Right up there with, “you call that music?”, “now, that was real dancing!” and the classic “close that door, did you grow up in a barn?”, one of the most time honored parental refrains is “money doesn’t grow on trees.”
It’s true, money doesn’t grow on trees, but paper does and it seems that when it comes to the impending stimulus funding, it seems we have one problem papering over another.
Leave alone for a moment the philosophical principal of the federal stimulus package that was signed into law this week; much like the decision to invade Iraq, or pass the last federal bailout package, like it or not, it is a done deed now, and we all have to deal with the consequences.
No, what is troubling about this particular bailout package is the disturbing lack of accompanying details.
If it were simply a matter of passing the bucks onto local governments to apply as they see fit, we might applaud the practice, but in this case, the buck has to wind its way through the state level and, in Maine’s case, our state government has shown a remarkable inclination to play fast and loose with the facts.
Remember that vote to force the state to pay 55 percent of total public education costs, including 100 percent special education costs? It hasn’t happened. Not even close.
Worse yet, a look inside the numbers shows how programs have been shifted around to actually shrink the bottom line in special education, which correspondingly makes the state’s contribution percentage appear to increase; but what was clearly the intention of the taxpayers hasn’t been addressed.

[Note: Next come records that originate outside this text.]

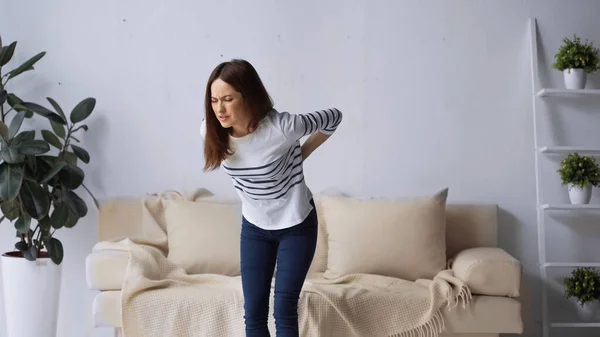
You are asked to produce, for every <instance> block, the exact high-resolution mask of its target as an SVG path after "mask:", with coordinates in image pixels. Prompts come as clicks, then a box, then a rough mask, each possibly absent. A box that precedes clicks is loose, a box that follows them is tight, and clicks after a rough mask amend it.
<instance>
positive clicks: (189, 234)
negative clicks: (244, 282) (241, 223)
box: [163, 200, 242, 276]
mask: <svg viewBox="0 0 600 337" xmlns="http://www.w3.org/2000/svg"><path fill="white" fill-rule="evenodd" d="M163 203H164V207H165V220H166V224H167V235H168V236H167V238H168V243H169V254H168V259H169V260H170V261H172V262H174V263H176V264H178V265H180V266H182V267H183V268H184V269H185V270H186V272H187V273H188V274H206V273H212V274H221V275H229V276H238V275H240V229H241V221H242V220H241V219H242V211H241V204H239V203H235V202H229V203H228V202H216V201H208V200H196V201H191V200H167V201H163Z"/></svg>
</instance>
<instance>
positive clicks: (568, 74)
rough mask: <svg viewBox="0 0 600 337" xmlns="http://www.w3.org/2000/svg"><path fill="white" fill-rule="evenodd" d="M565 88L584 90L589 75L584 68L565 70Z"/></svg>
mask: <svg viewBox="0 0 600 337" xmlns="http://www.w3.org/2000/svg"><path fill="white" fill-rule="evenodd" d="M563 77H564V81H565V87H566V88H567V89H583V88H585V84H586V81H587V73H586V72H585V70H584V69H582V68H576V69H565V70H563Z"/></svg>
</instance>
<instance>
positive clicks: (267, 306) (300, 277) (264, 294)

Of course Dirigo is a well-established fiasco and that hasn’t stopped us from throwing good money after bad.
When it comes to this stimulus package, we have a federal government, already trillions of dollars in debt, passing major cash infusion on to a state government that has no track record of playing straight up.
It’s enough to create room for doubt as to how effective a citizen veto of Gov. Baldacci’s prized school consolidation package next fall will actually be.